Leído por Gustavo Fernández

Ya se murió mi vieja, después de nueve decadas.

Su espíritu aventurero se liberó de su cuerpo carcelero,el alzaitmer le permitió olvidar por momentos la diabetes, hipertensión, osteoporosis y esfínteres de su maltrecho cuerpo y volar tras su pescador y su lucero.

 

En las últimas semanas se conectó con la madre, a quién perdió a los ocho.

Un estribillo de la canción “Pescador, lucero y río” les brindó un espacio común . Sus

últimos instantes fueron bajo la ducha tarareando:

“Cuentan que hubo un pescador barquero que pescaba de noche en el río,

Una vez con su red pescó un lucero y feliz lo llevo a su bohío….”.

 

Tú, mi pequeña, sigues siéndolo a pesar de tu cuarto de siglo.

Cuando llegaste anoche, , yo te esperaba tras mi ventana.

Igual que lo hacías cuando sentada en tu carrito plástico me aguardabas para darme un pequeño lazo para que tirara de él por toda la casa.

 

Mi cansancio tras el trabajo era grande, pero no tanto como tu ilusión,

Halaba el carro algunos pasos, hasta observar que dormías,

Entonces me detenía para llevarte a tu cama,y ya tenías de nuevo el lazo en tu mano y los ojos bien abiertos,creo que era mamá quién nos llevaba a la cama.

 

A la mañana siguiente, mientras aún dormías, Me despedía de ti con un beso para ir

al trabajo, tu, enrollada en las sábanas sostenías con tu pequeño puño el lazo.

 

Un día, sin proponérselo,la vida nos coloca frente a la vejez.
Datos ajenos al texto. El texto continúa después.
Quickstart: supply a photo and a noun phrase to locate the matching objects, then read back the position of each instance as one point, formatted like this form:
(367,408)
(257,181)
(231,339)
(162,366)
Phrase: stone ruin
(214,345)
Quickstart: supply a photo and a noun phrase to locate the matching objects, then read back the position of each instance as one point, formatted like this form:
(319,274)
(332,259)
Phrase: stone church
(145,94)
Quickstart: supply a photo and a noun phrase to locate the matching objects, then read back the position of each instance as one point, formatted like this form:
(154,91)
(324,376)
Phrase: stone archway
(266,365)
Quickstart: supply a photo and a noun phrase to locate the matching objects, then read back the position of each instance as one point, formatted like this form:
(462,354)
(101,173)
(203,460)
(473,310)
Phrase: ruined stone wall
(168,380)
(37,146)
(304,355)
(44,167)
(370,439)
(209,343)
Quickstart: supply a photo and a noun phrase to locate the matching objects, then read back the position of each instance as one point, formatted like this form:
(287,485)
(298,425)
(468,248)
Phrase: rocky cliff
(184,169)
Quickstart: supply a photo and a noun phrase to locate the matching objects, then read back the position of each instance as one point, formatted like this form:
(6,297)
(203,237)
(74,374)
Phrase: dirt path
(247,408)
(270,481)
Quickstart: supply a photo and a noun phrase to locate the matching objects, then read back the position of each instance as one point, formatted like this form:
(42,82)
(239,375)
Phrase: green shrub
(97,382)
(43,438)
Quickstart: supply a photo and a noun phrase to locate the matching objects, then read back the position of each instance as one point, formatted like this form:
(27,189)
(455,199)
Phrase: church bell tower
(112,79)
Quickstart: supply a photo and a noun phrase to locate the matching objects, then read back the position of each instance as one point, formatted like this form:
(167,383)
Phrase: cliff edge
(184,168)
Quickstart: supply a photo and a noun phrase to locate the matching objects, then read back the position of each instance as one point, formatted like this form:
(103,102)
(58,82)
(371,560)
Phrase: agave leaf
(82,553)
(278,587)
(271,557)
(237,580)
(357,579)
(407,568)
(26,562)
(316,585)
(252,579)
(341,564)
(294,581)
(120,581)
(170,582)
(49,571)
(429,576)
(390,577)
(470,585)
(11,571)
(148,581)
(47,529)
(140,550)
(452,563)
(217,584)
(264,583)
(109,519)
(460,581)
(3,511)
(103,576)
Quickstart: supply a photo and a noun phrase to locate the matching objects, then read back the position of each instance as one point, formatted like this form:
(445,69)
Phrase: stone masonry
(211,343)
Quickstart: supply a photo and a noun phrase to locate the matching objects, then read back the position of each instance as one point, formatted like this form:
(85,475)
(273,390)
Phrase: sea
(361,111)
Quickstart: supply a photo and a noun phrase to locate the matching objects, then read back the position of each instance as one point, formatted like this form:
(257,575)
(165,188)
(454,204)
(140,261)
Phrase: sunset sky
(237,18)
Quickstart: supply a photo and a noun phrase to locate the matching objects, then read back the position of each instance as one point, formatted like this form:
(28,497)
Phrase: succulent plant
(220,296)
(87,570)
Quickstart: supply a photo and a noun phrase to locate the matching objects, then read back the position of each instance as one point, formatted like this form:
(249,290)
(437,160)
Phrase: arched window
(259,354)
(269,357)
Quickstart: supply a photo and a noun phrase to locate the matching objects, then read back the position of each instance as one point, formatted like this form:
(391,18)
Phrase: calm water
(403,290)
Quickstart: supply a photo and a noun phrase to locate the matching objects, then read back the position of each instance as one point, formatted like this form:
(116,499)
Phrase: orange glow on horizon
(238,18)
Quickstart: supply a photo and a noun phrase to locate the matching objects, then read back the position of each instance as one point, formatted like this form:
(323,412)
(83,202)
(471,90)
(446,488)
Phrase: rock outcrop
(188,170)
De pronto nos encontramos en un cruce múltiple de caminos,

Por uno van nuestros nietos, por el otro nuestros hijos,

Uno más es el de nuestros amigos y otro el de nuestros padres,otro, el menos claro,

es el propio,

De todos ellos tenemos algo que aprender, escuchar o decir.

Pero todos vamos a velocidades distintas y la interacción se dificulta,

Siempre hay un mañana, pero si me equivoco y esta es la última vez que te veo

quisiera decirte lo que te quiero y cuanto me importas.

Y lo que me duele no haber tenido el tiempo suficiente para pasearte en tu carrito

hasta que te quedaras dormida, luego llevarte a tu cama y velar tu sueños dándole

gracias a Dios por permitirme compartir mi vida contigo.

Ahora soy un extraño en mi propia casa, otros toman las decisiones por mí.

El medico decide que debo comer y a que hora me deben inyectar.

Mi cuidadora a qué horas tomo una ducha y cuándo un poco de sol, alimentos que se permiten o se confiscan.

Probaré en carne propia lo que se siente el que no haya tiempo para tí.

Debo ser paciente cuando con tu mano me indicas que se te hizo tarde, tal vez

mañana.

Te esperaré en mi ventana esta noche, con la esperanza de que la luz de un

relámpago te permita ver mi figura, tras las rejas, ofreciéndote el cabo de un pequeño lazo atado por el otro extremo a mi silla de ruedas.

 

Y si no es mucho pedirle a la vida a cambio de lo poco que le he dado, que podamos,mientras empujas mi silla por toda la casa, cantar juntos ese estribillo de una canción que aprendimos una de las pocas veces que tuvimos oportunidad de jugar: “De prisa como el viento van pasando los días y las horas de la infancia, un ángel nos depara sus cuidados mientras sus manos tejen las distancias.